Here, we report the presence of an acdS gene in M. ciceri UPM-Ca7T as well as in Mesorhizobium sp. MAFF303099. This result may be due Selleck IWR-1 to the fact that a hybridization probe based on the acdS gene of Mesorhizobium sp. MAFF303099 was used in the present study, while in the study performed by Ma et al. (2003b), the probe was based on the P. putida UW4 acdS gene. This notwithstanding, similar Southern hybridization results were obtained with the Mesorhizobium sp. MAFF303099 strain, where the acdS gene is present on a ~ 6-kb fragment, as previously described by Ma et al. (2003b). Using the acdS gene of Mesorhizobium sp. MAFF303099 as a hybridization probe, acdS genes were detected in the 18 chickpea mesorhizobia isolates tested here. These
isolates belong to a collection that includes soil isolates from all over Portugal (Alexandre et al., 2009), indicating that many of the Portuguese chickpea Mesorhizobium possess an acdS gene and suggesting that ACC deaminase genes are prevalent in these chickpea-nodulating mesorhizobia. However, similar to the results obtained by Ma et al. (2003b) with M. ciceri UPM-Ca7T and Mesorhizobium sp. MAFF303099, ACC deaminase activity was not detected, under free-living conditions, in any of the Mesorhizobium strains tested. On the other hand, Uchiumi et al. (2004) demonstrated that Mesorhizobium
sp. MAFF303099, despite showing no ACC deaminase under free-living conditions, produces ACC deaminase in the bacteroid state, indicating that ACC deaminase is only produced under symbiotic conditions. Subsequent studies by Nukui et al. (2006) showed that ACC deaminase production by Mesorhizobium sp. MAFF303099 is under transcriptional www.selleckchem.com/products/LDE225(NVP-LDE225).html control of the
NifA2 protein. In the work reported here, RNA was extracted from M. ciceri UPM-Ca7T nodules, and after RT-PCR amplification, it was possible to detect the acdS transcript using Mesorhizobium acdS specific primers. This indicates that M. ciceri UPM-Ca7T also expresses its acdS gene under symbiotic conditions. In addition to the data of Uchiumi et al. (2004) and Nukui et al. (2006), this result suggests that ACC deaminase production under symbiotic conditions may occur in many Mesorhizobium strains. Moreover, analysis of the upstream regions of the acdS gene in M. loti R7A, Mesorhizobium sp. MAFF303099, M. ciceri bv. biserrulae WSM1271, M. australicum WSM2073T, and M. opportunistum WSM2075T indicate Sitaxentan a putative NifA UAS, suggesting that NifA regulation of acdS expression may be common within the Mesorhizobium genus.

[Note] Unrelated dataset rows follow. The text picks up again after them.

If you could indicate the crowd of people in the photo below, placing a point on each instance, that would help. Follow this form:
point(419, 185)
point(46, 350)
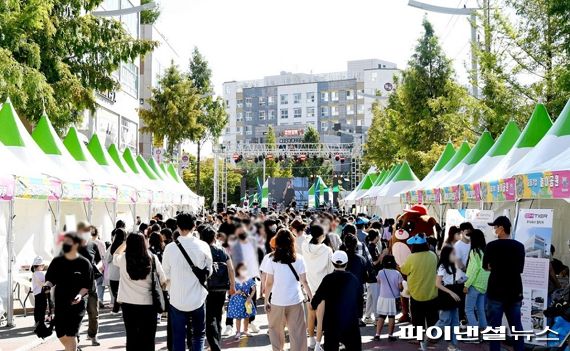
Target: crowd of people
point(319, 276)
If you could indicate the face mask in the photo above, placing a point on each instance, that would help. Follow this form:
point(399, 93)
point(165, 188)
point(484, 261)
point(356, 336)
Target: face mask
point(66, 247)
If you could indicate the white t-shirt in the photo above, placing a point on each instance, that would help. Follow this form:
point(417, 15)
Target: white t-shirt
point(447, 278)
point(286, 289)
point(462, 251)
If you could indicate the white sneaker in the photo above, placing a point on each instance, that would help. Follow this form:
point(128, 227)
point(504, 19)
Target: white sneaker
point(312, 342)
point(253, 328)
point(228, 331)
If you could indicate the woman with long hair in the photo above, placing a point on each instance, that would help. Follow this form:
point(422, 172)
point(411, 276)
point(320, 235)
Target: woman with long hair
point(136, 266)
point(447, 276)
point(285, 282)
point(477, 279)
point(114, 274)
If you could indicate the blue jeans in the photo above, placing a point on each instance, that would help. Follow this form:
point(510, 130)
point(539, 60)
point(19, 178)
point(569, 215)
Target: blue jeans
point(449, 318)
point(195, 321)
point(512, 311)
point(475, 300)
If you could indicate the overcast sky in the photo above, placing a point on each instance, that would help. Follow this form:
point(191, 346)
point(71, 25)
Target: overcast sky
point(249, 39)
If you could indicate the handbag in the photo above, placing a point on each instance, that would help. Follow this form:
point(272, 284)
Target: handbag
point(445, 301)
point(158, 300)
point(201, 274)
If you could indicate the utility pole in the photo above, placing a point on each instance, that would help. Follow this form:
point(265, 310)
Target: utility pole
point(462, 11)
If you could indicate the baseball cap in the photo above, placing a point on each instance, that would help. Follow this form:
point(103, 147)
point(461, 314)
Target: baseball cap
point(339, 257)
point(501, 221)
point(37, 261)
point(419, 209)
point(417, 239)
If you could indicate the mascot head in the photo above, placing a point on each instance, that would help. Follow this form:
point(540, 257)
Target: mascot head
point(413, 221)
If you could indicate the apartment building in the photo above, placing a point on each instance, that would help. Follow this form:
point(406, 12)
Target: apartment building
point(338, 104)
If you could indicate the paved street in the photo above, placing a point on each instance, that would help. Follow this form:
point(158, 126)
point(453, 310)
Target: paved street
point(112, 337)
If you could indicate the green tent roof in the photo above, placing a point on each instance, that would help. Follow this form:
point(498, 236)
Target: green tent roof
point(12, 127)
point(506, 140)
point(75, 147)
point(98, 152)
point(483, 145)
point(446, 155)
point(537, 127)
point(458, 157)
point(405, 173)
point(46, 137)
point(562, 125)
point(145, 167)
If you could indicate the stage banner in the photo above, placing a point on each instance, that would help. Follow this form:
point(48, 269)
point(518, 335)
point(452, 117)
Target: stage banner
point(547, 185)
point(478, 218)
point(499, 190)
point(533, 228)
point(6, 187)
point(470, 192)
point(450, 194)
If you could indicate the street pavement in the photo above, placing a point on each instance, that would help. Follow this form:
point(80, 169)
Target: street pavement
point(112, 337)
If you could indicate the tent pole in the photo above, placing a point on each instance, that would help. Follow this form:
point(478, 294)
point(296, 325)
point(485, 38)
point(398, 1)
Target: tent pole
point(11, 262)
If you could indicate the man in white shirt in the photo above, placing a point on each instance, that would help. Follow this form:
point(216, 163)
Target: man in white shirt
point(187, 294)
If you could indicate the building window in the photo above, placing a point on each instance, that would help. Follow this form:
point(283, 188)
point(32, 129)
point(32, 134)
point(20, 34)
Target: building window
point(334, 95)
point(334, 110)
point(310, 97)
point(297, 113)
point(297, 98)
point(310, 112)
point(130, 79)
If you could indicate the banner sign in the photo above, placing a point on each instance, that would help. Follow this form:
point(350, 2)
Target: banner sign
point(38, 188)
point(547, 185)
point(6, 187)
point(533, 229)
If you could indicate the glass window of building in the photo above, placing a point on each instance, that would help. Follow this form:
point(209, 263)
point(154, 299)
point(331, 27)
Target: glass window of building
point(311, 97)
point(310, 112)
point(297, 113)
point(297, 98)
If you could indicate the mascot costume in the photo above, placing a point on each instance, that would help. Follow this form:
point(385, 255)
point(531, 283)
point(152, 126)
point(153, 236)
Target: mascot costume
point(413, 221)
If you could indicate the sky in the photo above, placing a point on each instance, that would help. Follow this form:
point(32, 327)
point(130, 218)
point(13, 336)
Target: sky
point(250, 39)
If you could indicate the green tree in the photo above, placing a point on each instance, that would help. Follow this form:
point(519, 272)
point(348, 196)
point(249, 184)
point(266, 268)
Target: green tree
point(426, 109)
point(54, 55)
point(174, 108)
point(212, 117)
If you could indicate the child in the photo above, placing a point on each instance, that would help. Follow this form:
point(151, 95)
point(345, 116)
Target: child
point(390, 282)
point(241, 306)
point(38, 281)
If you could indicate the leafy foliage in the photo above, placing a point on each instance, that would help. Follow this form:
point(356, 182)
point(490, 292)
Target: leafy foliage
point(55, 55)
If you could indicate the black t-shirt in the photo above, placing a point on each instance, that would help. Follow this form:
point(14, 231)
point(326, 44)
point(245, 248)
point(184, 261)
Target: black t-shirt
point(342, 293)
point(69, 277)
point(505, 259)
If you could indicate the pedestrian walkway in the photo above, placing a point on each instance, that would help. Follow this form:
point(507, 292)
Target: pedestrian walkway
point(112, 337)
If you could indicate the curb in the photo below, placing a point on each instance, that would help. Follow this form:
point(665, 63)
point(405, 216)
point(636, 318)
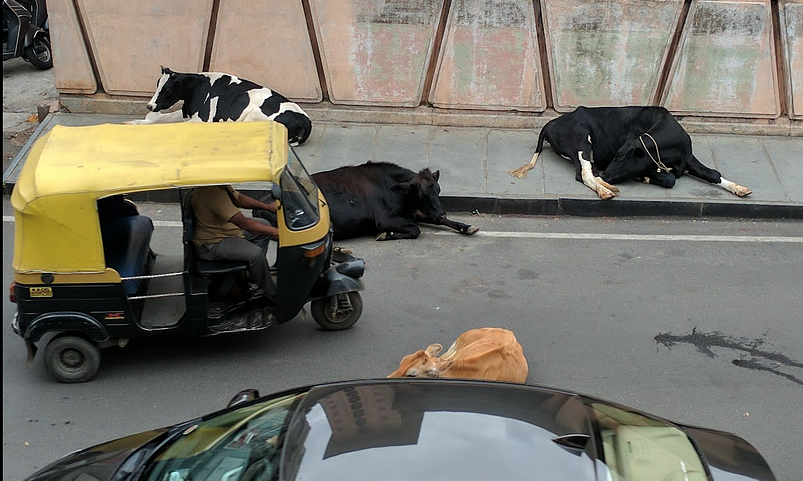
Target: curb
point(563, 206)
point(422, 115)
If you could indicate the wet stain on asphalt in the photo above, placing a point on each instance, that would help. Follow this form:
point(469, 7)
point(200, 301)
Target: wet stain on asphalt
point(497, 294)
point(526, 274)
point(758, 360)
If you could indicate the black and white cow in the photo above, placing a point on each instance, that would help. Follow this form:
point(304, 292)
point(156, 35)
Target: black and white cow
point(609, 145)
point(382, 199)
point(221, 97)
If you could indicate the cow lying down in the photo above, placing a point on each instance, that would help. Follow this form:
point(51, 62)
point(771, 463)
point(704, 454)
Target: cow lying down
point(489, 353)
point(609, 145)
point(382, 199)
point(221, 97)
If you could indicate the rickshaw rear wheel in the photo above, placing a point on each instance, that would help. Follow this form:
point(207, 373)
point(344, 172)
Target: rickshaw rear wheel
point(333, 314)
point(72, 358)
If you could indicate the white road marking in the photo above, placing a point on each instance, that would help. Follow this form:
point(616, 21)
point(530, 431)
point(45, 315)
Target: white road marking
point(575, 235)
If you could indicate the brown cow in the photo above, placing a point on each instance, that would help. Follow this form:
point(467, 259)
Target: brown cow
point(488, 353)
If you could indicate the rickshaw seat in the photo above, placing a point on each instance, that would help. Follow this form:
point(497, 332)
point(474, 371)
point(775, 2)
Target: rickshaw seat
point(126, 245)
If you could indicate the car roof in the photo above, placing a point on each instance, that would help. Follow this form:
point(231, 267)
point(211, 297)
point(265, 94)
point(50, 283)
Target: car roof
point(468, 429)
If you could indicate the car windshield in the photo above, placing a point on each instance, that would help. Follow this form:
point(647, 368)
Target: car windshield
point(638, 447)
point(299, 195)
point(242, 444)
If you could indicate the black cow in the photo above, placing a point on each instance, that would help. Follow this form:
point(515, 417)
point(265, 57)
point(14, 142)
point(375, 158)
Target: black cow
point(382, 199)
point(623, 143)
point(220, 97)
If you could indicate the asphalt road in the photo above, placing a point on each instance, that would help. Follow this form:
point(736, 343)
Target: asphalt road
point(697, 321)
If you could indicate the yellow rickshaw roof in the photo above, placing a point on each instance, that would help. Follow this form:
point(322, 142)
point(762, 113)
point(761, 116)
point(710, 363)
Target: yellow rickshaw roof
point(70, 168)
point(107, 159)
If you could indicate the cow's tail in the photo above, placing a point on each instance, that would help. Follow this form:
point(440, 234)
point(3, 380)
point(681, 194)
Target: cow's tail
point(521, 172)
point(298, 140)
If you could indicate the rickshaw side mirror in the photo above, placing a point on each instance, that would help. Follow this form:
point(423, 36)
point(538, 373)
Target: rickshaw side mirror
point(276, 191)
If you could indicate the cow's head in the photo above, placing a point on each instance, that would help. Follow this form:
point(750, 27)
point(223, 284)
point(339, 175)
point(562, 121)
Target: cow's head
point(168, 91)
point(632, 160)
point(421, 194)
point(422, 363)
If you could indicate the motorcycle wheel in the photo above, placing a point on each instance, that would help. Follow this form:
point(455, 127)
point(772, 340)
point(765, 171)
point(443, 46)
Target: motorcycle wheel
point(39, 53)
point(328, 314)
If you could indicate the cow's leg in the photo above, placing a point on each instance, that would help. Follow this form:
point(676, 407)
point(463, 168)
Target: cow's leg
point(458, 226)
point(697, 169)
point(587, 173)
point(159, 118)
point(397, 228)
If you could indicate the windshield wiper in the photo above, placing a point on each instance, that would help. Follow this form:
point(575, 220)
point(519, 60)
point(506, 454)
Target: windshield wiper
point(573, 442)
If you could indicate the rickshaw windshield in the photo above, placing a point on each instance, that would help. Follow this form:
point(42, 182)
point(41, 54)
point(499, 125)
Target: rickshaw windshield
point(299, 195)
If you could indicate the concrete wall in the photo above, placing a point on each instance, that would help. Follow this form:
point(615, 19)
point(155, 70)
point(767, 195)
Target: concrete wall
point(732, 59)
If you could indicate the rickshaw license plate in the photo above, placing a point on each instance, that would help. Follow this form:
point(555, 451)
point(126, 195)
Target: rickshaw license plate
point(41, 291)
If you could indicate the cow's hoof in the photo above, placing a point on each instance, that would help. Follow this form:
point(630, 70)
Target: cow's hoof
point(606, 195)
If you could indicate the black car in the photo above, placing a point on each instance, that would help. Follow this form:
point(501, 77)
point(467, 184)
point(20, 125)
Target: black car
point(410, 429)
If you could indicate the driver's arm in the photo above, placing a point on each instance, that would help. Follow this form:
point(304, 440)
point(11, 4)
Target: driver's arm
point(253, 226)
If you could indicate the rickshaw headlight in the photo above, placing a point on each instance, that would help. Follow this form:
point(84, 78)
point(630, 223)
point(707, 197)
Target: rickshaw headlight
point(315, 251)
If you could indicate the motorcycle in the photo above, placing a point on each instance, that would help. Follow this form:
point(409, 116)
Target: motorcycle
point(26, 32)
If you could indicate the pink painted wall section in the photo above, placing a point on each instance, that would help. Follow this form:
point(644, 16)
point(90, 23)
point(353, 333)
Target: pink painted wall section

The acdS phylogenetic tree shows a topology similar to the symbiosis (nodC and nifH) genes-based trees (Figs 2 and 3; Laranjo et al., 2008), grouping isolates that nodulate the same host, rather than grouping by species as in the 16S rRNA gene-based phylogeny. Several studies show that many Mesorhizobium strains have acquired the ability to nodulate a specific host by acquiring a symbiosis island carrying specific symbiosis genes (Sullivan et al.